Los auditores verificaron las casillas en lugar de los riesgos. VMI afirmó que Garnis no había infringido las normas fiscales , lo que se relaciona con la contabilidad, no con conflictos de intereses ni con la integridad de las contrataciones. La auditoría interna de ILTE/Invega no detectó ninguna infracción procesal, pero recomendó normas más estrictas, lo que supone reconocer que la vulnerabilidad radicaba en el diseño, y no solo en la conducta.

De los pasillos a la calle

Cómo un caso legal se convirtió en una crisis política

A finales de julio, el escándalo había trascendido los tribunales. El 30 de julio , el socio de coalición "Por Lituania" amenazó con retirarse a menos que el primer ministro Paluckas dimitiera. Posteriormente, el presidente Gitanas Nausėda le concedió dos semanas para explicar sus operaciones financieras o dimitir.

La indignación pública se desató: redadas policiales y protestas se extendieron por toda Vilna. El 31 de julio , agentes de la FNTT allanaron Dankora (una empresa vinculada a su familia).
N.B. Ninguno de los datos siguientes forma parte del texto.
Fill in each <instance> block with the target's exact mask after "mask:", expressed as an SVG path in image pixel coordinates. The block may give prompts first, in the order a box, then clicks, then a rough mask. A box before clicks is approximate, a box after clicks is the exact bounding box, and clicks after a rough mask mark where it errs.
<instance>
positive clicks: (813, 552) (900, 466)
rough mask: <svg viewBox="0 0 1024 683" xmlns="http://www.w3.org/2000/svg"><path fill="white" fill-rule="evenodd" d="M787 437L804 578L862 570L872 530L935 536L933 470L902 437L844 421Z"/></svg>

Al mediodía, Paluckas llamó al presidente para anunciar su dimisión , lo que provocó el colapso de todo su gabinete.

Dentro de los socialdemócratas , el apoyo inicial a Paluckas dio paso a la planificación de contingencias. Aunque insistió en haber actuado de buena fe, el escándalo dejó al gobierno ingobernable . Las investigaciones persisten, pero el mandato político se desvaneció: un caso legal se convirtió en un colapso político total.
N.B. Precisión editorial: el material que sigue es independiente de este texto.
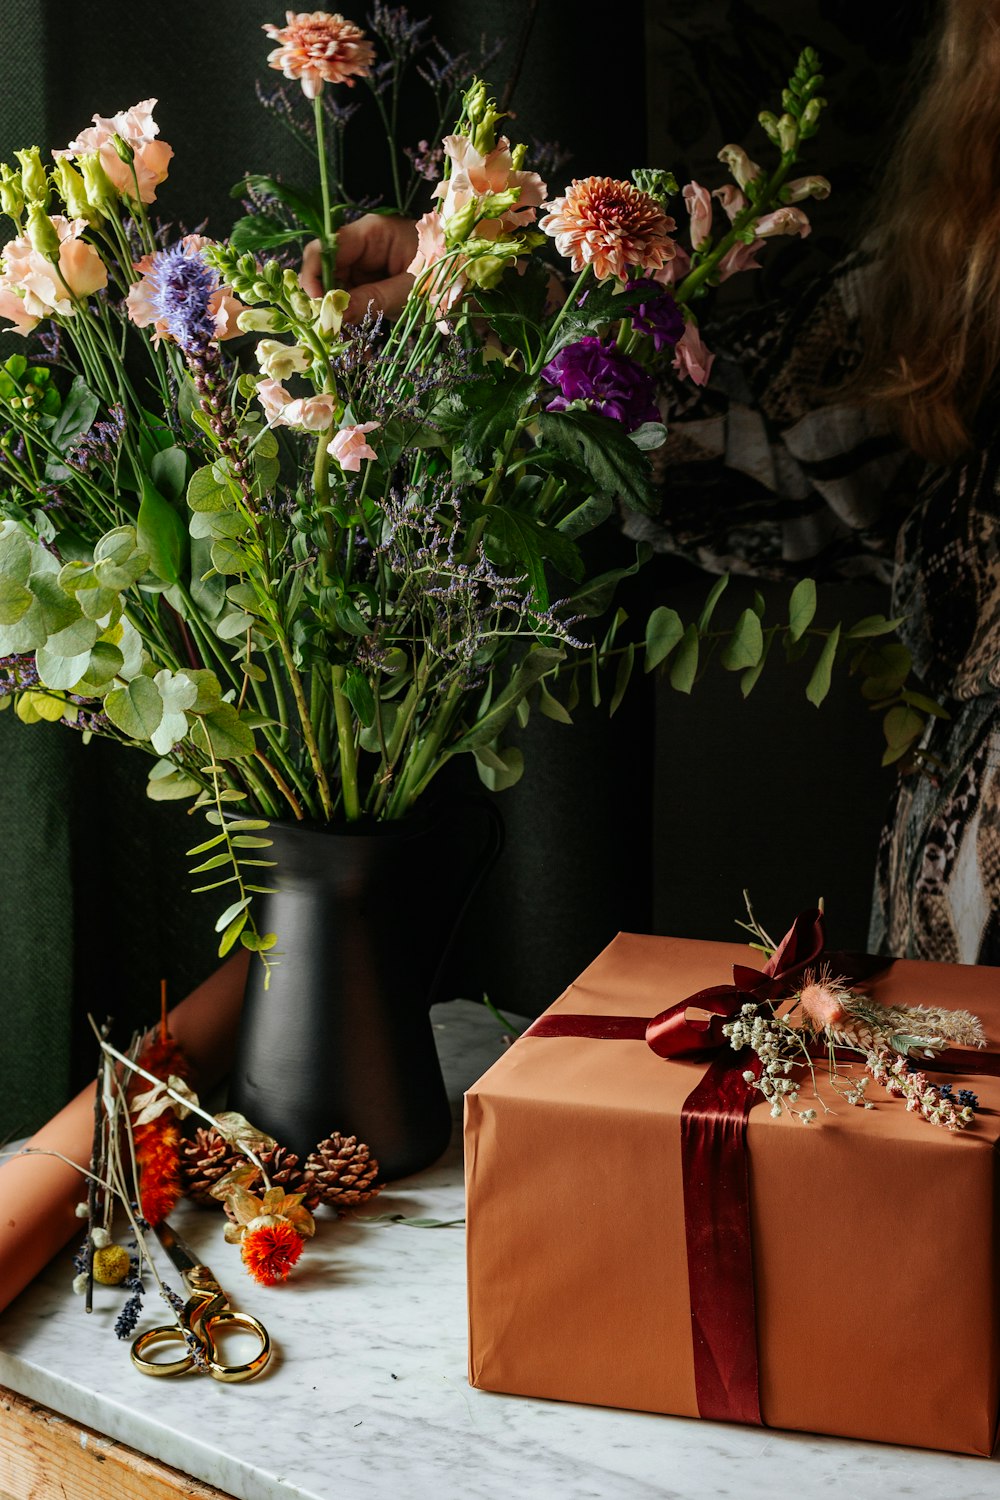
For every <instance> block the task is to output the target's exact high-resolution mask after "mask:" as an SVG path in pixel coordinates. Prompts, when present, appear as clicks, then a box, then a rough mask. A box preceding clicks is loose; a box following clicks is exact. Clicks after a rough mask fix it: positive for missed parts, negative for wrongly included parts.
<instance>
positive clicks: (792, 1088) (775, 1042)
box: [723, 1002, 816, 1125]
El costo de la legalidad sin legitimidad

Cuando las reglas protegen a los poderosos en lugar del público

Este caso expone un mecanismo preciso de captura: empresas familiares posicionadas en el centro de las finanzas públicas, protegidas por normas diseñadas para el crecimiento, no para protegerse de los infiltrados. Las instituciones funcionaron, pero tarde; el periodismo, no la supervisión, impulsó la acción. Ese retraso constituye el riesgo sistémico.

Cuando las subvenciones y los créditos subvencionados de la UE pueden circular en los círculos políticos, la confianza se deteriora, los desembolsos se ralentizan y la condicionalidad se endurece. Los partidos pagan un precio; las coaliciones se tambalean; el cinismo se agrava. Si no se corrige, el patrón se replica en agencias y municipios, convirtiendo el cumplimiento en una coreografía.

La solución es estructural, no retórica: recusaciones automáticas y períodos de enfriamiento vinculados a la propiedad efectiva ; prohibiciones estrictas de adjudicaciones entre partes vinculadas en subvenciones, préstamos y adquisiciones; un registro en tiempo real, legible por máquina, de todos los subsidios y créditos respaldados por el Estado; auditorías que se centren en el riesgo, no en el papeleo; coordinación a nivel de la Fiscalía Europea por defecto para los fondos de origen europeo; y protección para los denunciantes y los medios de investigación.